Dai dati sensibili al rifiuto di declinare il proprio nome: se il concetto di “privacy” è distorto Il termine, di provenienza anglosassone, è diventato di uso comune e in pochi ne conoscono davvero il significato

di Giosuè Battaglia.

Roma, 29 Aprile 2018 – Come ogni termine inglese, la parola privacy mostra uno snobismo di chi la pronuncia che a sua volta produce un certo effetto su chi l’ascolta. Essa racchiude tutta una serie di norme riguardanti la sfera privata di ogni individuo rispetto ai dati sensibili e riguardanti, per lo più, informazioni trasmesse per via telematica le quali costituiscono un diritto e per questo rispettate. Praticamente, una salvaguardia alle informazioni con il preventivo consenso della persona interessata. La parola privacy però ha subito un mutamento popolare ed è pronunciata in ogni momento volendo indicare anche un semplice rifiuto a far conoscere il proprio nome. Allora si sentono da più parti frasi come: «Questa è privacy», «Anch’io ho diritto alla mia privacy», cioè si usa il termine a sproposito in quanto è diventato di uso comune, senza conoscerne veramente il significato.
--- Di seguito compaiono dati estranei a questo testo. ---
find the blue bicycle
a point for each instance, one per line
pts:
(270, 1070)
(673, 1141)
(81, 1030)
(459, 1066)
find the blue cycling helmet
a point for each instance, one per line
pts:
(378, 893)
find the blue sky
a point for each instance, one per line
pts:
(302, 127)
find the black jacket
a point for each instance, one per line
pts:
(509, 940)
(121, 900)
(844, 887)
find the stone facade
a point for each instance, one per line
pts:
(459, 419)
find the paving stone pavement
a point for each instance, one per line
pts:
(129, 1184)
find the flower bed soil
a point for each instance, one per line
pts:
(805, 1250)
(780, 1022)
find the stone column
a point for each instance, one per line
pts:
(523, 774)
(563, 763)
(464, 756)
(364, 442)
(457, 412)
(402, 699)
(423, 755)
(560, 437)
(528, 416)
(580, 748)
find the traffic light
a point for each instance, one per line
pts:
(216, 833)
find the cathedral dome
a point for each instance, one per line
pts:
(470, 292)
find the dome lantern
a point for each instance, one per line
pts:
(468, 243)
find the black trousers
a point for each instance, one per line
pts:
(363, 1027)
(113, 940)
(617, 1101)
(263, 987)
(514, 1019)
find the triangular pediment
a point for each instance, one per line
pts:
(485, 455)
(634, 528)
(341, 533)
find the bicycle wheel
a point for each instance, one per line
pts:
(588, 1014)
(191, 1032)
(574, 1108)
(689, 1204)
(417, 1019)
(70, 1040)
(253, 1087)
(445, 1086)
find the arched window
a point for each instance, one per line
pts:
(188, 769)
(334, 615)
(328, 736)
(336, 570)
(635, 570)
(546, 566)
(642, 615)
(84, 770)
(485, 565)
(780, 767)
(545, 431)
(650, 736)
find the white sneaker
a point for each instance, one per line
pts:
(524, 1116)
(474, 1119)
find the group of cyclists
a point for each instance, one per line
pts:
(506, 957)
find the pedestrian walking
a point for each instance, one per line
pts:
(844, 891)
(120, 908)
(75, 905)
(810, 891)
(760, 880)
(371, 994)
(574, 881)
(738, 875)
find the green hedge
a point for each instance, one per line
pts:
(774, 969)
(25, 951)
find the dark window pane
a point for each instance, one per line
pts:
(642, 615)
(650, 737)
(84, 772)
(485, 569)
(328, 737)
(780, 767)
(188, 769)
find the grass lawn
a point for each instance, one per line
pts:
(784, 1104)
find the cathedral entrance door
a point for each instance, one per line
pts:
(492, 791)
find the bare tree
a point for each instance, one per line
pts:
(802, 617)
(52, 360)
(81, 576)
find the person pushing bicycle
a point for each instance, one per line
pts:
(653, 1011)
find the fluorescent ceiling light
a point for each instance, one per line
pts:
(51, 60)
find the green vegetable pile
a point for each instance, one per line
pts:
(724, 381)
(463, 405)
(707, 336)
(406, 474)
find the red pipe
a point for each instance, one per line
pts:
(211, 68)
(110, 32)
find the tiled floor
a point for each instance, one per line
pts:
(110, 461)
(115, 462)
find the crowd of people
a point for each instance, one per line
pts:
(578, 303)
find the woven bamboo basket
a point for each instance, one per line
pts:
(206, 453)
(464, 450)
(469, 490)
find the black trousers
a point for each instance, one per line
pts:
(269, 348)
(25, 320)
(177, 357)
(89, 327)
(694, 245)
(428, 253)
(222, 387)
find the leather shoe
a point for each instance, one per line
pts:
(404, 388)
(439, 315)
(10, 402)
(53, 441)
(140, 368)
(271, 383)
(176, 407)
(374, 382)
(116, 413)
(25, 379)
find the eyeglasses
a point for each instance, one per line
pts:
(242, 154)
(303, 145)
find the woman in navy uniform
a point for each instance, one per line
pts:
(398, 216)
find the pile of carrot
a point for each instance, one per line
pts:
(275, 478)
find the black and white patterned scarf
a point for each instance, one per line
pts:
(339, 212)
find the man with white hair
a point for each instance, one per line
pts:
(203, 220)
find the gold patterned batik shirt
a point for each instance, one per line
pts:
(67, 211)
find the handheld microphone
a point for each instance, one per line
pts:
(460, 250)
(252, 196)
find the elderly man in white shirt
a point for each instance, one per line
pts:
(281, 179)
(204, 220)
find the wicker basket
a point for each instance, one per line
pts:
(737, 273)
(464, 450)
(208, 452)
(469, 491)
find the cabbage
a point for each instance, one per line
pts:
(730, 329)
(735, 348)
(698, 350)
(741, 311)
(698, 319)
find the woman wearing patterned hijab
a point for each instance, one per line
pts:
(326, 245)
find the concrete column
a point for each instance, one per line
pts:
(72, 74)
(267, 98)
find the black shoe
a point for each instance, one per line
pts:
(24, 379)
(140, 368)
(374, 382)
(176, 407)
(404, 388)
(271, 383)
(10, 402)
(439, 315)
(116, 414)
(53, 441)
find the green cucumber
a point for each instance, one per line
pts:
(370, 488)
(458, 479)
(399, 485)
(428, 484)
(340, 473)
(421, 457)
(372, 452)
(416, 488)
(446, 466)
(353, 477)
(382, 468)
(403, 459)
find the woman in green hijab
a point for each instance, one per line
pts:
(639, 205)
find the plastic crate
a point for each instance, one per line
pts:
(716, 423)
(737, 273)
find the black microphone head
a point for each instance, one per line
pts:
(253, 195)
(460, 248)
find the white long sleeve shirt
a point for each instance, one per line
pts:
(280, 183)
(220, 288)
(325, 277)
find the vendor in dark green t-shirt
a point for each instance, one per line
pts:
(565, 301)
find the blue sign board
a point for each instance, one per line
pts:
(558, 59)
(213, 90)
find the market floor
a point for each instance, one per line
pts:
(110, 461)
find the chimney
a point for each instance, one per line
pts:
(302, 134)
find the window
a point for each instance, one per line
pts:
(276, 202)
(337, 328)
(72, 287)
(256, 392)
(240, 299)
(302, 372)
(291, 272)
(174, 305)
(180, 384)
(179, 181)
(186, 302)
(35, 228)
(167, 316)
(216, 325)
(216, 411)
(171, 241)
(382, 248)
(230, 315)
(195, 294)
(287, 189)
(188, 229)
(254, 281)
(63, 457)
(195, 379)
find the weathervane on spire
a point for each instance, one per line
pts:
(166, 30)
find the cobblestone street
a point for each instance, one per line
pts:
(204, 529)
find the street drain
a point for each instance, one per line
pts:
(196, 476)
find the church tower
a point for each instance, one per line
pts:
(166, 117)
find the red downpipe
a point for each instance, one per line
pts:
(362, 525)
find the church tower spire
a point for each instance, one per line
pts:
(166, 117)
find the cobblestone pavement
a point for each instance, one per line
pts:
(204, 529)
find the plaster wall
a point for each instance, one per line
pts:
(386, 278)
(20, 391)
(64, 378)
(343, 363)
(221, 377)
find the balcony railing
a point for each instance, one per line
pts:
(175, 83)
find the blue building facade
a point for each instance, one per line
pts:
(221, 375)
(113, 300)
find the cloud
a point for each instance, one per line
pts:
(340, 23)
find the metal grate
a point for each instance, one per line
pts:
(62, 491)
Si riporta tutto in quel termine che significa privato e non si capisce bene l’effettiva rispondenza alla cosa. Avvolti dall’uso, tutti tendono ad esprimerlo e il termine, seppur oscurato, si rileva poco attinente, perché poi non si capisce il perché tutti sanno di tutti: vita, morte e miracoli (come si suol dire).

Chissà perché si viene a conoscenza dei fatti di ognuno, si scoprono altarini e basta un click sui network per venire a conoscenza della vita e della discendenza dell’interessato. Tutto è noto a tutti nonostante quel termine usato così impropriamente e largamente; tutti possono violare l’identità di tutti. Allora ci si chiede com’è possibile che le informazioni trapelano nonostante la privacy? Passano anche informazioni che vengono date ad uffici pubblici sottoscrivendo il consenso a fornire o non propri dati. Ciò perché in fondo al foglio si riportano le diciture di accettazione, che vengono ignorate bypassandole con la firma di accettazione e senza tenerne troppo conto.

Tutta la situazione andrebbe valutata attentamente da parte di ognuno, in modo da conoscere bene la normativa, perché è proprio la mancanza di conoscenza della materia che fa confondere l’interessato. Anche su questo, vengono usati stratagemmi ad uso commerciale e per i quali ti arrivano a casa tante pubblicità, a volte anche ingannevoli e che ti trascinano in situazioni giudiziarie. Insomma, sarebbe il caso di usare il termine “public” visto che “privacy” non è “privato”.